The goal of this workshop is to develop and test an infrastructure for end-to-end reliable communication in a distributed system that spans many different communication technologies.
The workshop focuses on building line-of-business, fault-tolerant, cloud-based distributed systems. Such systems cannot afford to lose messages (nobody wants their order for Christmas gifts to be lost) nor to get them duplicated (that second Porsche in the driveway -- who ordered that?). In the past, we used to build such systems on top of huge monolithic databases or on the firm ground of distributed transactions. These times have come to an end as these technologies are either too expensive, too cumbersome, or simply not available anymore.
Instead, we have other technologies in our toolbox: HTTP-based APIs, message queues, blob stores and super-scalable key-value stores. Neither of them offers similar guarantees to the technologies in the past but that's fine. In the course of this workshop we will combine these new tools to develop and test an infrastructure for end-to-end reliable communication in a distributed system that spans many different communication technologies.
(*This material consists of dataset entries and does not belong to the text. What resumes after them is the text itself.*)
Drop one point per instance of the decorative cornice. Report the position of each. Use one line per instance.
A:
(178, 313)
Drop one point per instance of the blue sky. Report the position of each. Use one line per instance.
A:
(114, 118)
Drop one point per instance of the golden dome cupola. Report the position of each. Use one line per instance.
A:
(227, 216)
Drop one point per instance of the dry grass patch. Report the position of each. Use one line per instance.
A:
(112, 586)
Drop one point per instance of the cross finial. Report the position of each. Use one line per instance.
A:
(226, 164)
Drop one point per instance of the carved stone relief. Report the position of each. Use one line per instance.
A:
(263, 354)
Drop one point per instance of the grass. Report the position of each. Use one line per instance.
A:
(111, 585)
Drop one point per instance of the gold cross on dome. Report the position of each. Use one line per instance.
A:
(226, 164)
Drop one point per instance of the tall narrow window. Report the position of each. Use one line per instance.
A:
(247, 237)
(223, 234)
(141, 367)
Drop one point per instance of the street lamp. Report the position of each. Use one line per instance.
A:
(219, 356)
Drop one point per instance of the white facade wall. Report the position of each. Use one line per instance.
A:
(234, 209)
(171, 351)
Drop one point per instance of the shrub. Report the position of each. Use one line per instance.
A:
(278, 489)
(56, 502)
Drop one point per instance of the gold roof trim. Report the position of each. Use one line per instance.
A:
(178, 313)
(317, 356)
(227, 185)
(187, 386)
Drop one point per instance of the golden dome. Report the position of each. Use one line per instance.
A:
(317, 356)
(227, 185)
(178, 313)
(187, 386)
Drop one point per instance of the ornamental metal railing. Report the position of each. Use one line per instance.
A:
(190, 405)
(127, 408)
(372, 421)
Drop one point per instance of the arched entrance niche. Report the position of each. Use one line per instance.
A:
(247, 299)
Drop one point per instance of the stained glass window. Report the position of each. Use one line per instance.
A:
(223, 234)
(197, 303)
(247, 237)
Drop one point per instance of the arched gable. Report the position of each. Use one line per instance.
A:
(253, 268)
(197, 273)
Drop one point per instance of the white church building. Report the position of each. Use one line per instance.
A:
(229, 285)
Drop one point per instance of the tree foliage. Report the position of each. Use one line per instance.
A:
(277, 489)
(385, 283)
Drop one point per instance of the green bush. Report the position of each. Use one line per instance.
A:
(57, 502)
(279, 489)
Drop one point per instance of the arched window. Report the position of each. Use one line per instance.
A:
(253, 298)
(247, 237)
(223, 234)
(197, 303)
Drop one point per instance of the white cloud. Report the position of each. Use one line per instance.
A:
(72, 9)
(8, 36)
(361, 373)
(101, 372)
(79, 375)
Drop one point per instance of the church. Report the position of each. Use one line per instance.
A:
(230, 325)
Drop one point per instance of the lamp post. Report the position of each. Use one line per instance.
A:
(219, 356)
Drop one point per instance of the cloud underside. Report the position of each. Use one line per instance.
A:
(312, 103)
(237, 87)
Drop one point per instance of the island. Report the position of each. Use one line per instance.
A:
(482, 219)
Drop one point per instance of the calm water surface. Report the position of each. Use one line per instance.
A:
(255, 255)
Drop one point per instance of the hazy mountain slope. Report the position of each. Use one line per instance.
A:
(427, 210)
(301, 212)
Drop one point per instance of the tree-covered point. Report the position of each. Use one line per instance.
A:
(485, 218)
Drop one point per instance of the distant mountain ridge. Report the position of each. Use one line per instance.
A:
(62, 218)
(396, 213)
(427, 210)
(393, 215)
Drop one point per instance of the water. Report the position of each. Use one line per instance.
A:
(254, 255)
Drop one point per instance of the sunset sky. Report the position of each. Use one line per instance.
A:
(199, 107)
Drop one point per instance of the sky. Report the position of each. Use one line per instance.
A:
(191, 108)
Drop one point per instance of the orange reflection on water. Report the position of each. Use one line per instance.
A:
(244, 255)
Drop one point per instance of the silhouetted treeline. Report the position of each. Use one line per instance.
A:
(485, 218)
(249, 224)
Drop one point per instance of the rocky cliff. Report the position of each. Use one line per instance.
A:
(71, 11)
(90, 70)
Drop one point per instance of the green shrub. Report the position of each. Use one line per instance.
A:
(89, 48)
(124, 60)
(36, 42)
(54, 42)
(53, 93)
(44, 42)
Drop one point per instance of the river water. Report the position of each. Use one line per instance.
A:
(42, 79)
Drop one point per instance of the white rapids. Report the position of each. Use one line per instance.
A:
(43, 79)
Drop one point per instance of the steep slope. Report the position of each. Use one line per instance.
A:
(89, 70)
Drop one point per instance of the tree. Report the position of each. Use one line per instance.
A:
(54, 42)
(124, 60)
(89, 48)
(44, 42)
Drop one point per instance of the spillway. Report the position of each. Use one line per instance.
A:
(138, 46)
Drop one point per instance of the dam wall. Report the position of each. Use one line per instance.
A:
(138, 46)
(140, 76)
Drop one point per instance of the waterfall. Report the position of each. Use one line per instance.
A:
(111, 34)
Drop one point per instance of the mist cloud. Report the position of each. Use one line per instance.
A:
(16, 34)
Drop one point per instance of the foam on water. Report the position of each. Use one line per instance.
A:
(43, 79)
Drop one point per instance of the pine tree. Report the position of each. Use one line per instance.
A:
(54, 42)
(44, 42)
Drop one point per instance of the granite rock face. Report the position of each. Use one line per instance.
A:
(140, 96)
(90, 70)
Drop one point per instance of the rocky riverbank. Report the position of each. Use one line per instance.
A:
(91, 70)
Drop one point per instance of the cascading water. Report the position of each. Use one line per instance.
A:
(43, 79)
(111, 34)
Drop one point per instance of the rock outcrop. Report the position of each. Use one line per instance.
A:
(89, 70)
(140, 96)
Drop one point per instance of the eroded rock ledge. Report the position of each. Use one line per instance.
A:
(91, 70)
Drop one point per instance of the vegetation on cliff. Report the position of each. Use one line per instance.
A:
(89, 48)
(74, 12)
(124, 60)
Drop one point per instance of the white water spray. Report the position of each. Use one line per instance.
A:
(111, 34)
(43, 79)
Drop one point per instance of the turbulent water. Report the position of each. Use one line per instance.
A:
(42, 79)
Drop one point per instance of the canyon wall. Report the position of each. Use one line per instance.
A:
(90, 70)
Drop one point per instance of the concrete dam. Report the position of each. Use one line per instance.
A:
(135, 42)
The workshop consists of a set of hands-on exercises with short lectures in between. Each exercise takes 10-15 minutes to complete and is designed to move us one step closer to designing a reliable distributed system. Each exercise is split into two parts. In the first part, each attendee is given time to work on the problem independently. In the second part, all attendees attempt to solve it using the mob programming approach.
First, we'll explore the frontend of the system where the user interaction happens. We'll discuss the patterns for ensuring that the user's intent is captured in the most reliable way. In this module we'll focus in the transition between HTTP-based APIs and message-based asynchronous flows.
Next, we gonna look at the correctness requirements for an asynchronous message-driven distributed system. What guarantees are necessary for it to be able to execute the business process reliably? We will focus on the following aspects:
- how not to lose messages?
- how to prevent processing a single message multiple times?
- how to prevent propagating invalid state?
We will quickly survey various existing deduplication techniques, including embracing natural idempotency of data structures, immutable data structures, and identity-based deduplication.
In the third part we will attempt to design a deduplication algorithm from scratch and explore its various properties via prototyping and model-checking using the TLA+ toolset. Finally we'll put together a mimimum working implementation of the algorithm.
The fourth part will take us to the backend of the distributed system where our code often has to interact with APIs exposed by other systems or even third parties. In this section we are going to adapt the algorithm designed previously to the specifics of HTTP-based communication.
In the fifth part we will focus on the topic of large payloads. We will modify our code to cater for large message sizes and will exlore the concept of side effects of message processing looking for solutions to reliably storing large binary or text objects.
Finally in the sixth part, we will pull the camera back to see the entire system as it operates. In this section we are going to explore system-wide trends and patterns.
After the workshop you will understand the reasons for building distributed systems as opposed to centralized ones. You will be able to better articulate the need for going distributed and you will also know when to keep the good old monolith.
You will have hands-on experience designing and implementing a state-of-the-art distributed communication framework.
You will be able analyze and compare distributed algorithms shipped with third party software you use, design new ones, test their correctness and finally implement them in your systems. You will be able to make informed decisions when to use an off-the-shelf implementation build into a messaging framework of your choice and when to build one tailor-made for your problem.
You will understand when to use synchronous HTTP-based APIs and when to employ asynchronous messaging in order to maximize the desired qualities of your system while ensuring correctness of business processes flow that spans both communication technologies.